Когда он пробурчал что-то вроде «можно и подождать», я прошел мимо него и сам взял свою еду. Последовал жаркий спор, мы оба грозились подать рапорт директорам. Нуталл рассвирепел еще больше, когда я заявил, что ему давно пора заниматься своим делом и открыть камеру Шираха. Он буквально задохнулся от злости.

— Что? Как вы смеете указывать мне, что я должен делать! Да кто вы такой? Что вы себе позволяете?

Я протянул руку к двери.

— Хочу спокойно позавтракать, — сказал я и закрыл дверь прямо перед его носом. Как ни странно, это привело его в чувства. Без лишних слов он направился к Шираху.

5 января 1966 года. До меня только что дошло известие о смерти Карла Пипенбурга, с которым я собирался открыть фирму. Мои надежды на профессиональное будущее в большой степени зависели от его дружбы и лояльности.

6 февраля 1966 года. Сегодня утром полковник Проктер делал инспекционный обход перед посещением британского посла сэра Фрэнка Робертса. В часовне он увидел старый большой будильник, который отмечает время окончания концерта.

— Лучше избегать ненужных вещей, — заметил он своему заместителю. — Уберите его.

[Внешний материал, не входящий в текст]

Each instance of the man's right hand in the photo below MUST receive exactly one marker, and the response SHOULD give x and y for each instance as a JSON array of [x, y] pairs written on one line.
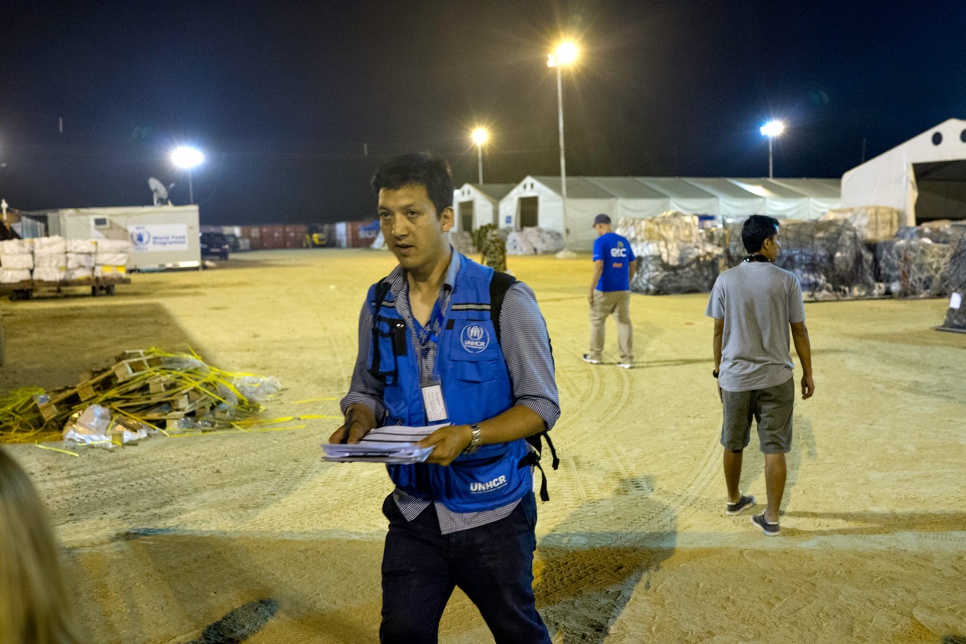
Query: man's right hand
[[363, 421], [808, 387]]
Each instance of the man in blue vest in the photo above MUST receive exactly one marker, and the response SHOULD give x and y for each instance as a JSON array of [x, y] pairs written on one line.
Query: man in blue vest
[[610, 293], [430, 353]]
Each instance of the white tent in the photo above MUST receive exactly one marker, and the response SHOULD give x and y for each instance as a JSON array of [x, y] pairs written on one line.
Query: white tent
[[924, 178], [791, 198], [733, 200], [537, 201], [478, 204], [683, 196], [634, 198]]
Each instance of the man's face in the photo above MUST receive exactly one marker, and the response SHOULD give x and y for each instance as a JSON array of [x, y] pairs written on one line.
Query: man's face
[[771, 247], [412, 229]]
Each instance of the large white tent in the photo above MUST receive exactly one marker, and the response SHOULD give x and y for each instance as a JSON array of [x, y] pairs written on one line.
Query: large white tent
[[478, 204], [924, 178], [537, 201]]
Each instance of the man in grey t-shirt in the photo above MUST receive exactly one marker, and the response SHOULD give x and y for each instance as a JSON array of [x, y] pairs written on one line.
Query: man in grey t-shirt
[[754, 305]]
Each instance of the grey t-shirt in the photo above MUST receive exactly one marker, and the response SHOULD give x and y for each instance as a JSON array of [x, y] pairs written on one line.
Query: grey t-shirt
[[757, 301]]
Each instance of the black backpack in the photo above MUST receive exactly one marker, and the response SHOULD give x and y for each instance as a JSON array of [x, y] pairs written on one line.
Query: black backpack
[[499, 285]]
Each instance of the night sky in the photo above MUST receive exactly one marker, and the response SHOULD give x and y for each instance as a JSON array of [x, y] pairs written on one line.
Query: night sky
[[294, 104]]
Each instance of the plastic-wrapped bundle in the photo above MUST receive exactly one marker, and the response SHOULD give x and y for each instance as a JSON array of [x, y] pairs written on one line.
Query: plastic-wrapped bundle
[[50, 273], [16, 255], [462, 241], [54, 245], [111, 252], [940, 231], [668, 267], [956, 315], [81, 246], [828, 257], [672, 256], [14, 275], [670, 226], [914, 267], [873, 223], [534, 241]]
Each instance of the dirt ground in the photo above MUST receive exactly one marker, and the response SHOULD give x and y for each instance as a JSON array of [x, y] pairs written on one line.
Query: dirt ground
[[205, 538]]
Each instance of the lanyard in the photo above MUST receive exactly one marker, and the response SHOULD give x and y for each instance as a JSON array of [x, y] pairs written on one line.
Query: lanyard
[[431, 331]]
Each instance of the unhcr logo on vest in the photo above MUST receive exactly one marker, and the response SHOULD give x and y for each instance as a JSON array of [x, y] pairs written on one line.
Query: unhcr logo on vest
[[476, 487], [474, 338]]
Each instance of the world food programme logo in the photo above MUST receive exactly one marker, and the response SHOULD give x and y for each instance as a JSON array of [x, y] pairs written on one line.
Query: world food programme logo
[[474, 338], [140, 237]]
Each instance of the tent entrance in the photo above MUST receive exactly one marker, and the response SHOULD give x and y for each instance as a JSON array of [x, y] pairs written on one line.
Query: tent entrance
[[942, 190], [529, 212], [466, 216]]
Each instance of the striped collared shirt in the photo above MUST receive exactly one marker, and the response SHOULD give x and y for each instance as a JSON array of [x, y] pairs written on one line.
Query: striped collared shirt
[[526, 349]]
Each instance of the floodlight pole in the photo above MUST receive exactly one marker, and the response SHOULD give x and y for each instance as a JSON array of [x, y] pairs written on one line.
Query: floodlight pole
[[771, 140], [566, 253], [479, 156]]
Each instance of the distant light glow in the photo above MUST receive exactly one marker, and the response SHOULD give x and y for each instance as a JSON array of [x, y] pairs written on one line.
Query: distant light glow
[[187, 158], [480, 136], [565, 54], [772, 128]]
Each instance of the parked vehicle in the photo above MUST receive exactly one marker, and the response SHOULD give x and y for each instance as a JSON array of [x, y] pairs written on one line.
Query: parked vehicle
[[214, 245]]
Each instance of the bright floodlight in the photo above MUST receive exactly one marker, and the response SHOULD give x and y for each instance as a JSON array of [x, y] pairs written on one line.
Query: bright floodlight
[[480, 135], [187, 158], [565, 54], [772, 128]]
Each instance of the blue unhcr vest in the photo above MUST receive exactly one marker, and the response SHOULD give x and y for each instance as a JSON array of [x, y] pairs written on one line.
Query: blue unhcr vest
[[475, 385]]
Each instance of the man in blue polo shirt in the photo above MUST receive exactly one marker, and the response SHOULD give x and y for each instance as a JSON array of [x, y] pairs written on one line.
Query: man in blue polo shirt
[[610, 292]]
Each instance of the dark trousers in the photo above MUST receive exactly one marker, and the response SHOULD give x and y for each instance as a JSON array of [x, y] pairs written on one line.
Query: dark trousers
[[492, 564]]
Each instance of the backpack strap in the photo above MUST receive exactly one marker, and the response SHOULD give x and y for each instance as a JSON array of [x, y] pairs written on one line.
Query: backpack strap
[[382, 289], [500, 283]]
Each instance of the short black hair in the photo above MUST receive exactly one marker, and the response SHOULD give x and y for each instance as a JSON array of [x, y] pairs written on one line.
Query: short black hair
[[756, 230], [417, 168]]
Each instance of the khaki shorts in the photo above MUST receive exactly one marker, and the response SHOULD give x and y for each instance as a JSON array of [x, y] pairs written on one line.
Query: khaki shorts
[[771, 407]]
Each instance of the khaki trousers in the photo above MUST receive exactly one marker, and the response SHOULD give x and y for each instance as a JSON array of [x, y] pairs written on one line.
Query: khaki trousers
[[618, 304]]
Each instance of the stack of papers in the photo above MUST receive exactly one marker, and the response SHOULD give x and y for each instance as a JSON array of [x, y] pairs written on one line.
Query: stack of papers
[[390, 444]]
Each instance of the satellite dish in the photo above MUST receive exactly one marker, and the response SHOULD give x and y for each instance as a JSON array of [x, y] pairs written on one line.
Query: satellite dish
[[160, 192]]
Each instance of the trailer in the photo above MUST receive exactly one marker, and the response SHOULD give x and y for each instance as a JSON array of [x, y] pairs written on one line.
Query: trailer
[[160, 237], [100, 285]]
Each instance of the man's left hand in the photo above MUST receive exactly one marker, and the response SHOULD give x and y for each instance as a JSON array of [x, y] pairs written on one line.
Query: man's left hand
[[447, 442]]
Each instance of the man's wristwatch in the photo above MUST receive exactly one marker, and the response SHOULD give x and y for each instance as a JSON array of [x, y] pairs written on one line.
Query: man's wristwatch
[[476, 441]]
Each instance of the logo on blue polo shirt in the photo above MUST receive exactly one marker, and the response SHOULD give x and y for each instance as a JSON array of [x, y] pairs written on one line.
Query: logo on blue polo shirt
[[474, 338]]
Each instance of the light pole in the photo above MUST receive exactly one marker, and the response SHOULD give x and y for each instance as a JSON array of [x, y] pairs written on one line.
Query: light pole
[[565, 54], [187, 158], [772, 129], [480, 135]]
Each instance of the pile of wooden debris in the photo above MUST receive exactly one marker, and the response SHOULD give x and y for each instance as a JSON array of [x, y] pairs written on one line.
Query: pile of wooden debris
[[156, 389]]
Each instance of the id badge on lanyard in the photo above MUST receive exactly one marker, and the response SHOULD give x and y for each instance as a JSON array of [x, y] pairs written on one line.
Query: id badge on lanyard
[[434, 403]]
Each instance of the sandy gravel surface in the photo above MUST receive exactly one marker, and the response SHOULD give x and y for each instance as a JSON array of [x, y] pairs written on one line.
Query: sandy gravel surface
[[253, 533]]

9 февраля 1966 года. Больше двух недель «Берлинер Цайтунг» публикует серию статей с резкими обвинениями в адрес президента Любке. В Восточном Берлине прошла международная пресс-конференция; выступил генеральный прокурор Германской Демократической Республики, и в результате Генриха Любке выставили одним из главных создателей системы концентрационных лагерей.

В действительности Любке занимал незначительную должность в архитектурной фирме. По чистой случайности фирма получила заказ на строительство казарм, часть которых предназначалась для концентрационных лагерей. В восточных, а также в некоторых западных газетах его представляют как моего помощника. Но я едва его знал.

11 февраля 1966 года. Вчера Маскер взял лопату и на только что выпавшем снегу написал свои инициалы размером в четыре метра. Я посоветовал ему убрать буквы, предупредив, что у него могут быть неприятности. В знак протеста он начертил на снегу свое полное имя и сегодня уже получил письменный выговор. Пилот американского вертолета, который несколько раз в день пролетает вдоль границы Берлина, тоже следит за нашей территорией. Поскольку было сделано предположение, что буквы на снегу могут оказаться зашифрованным сообщением, известили даже секретные службы.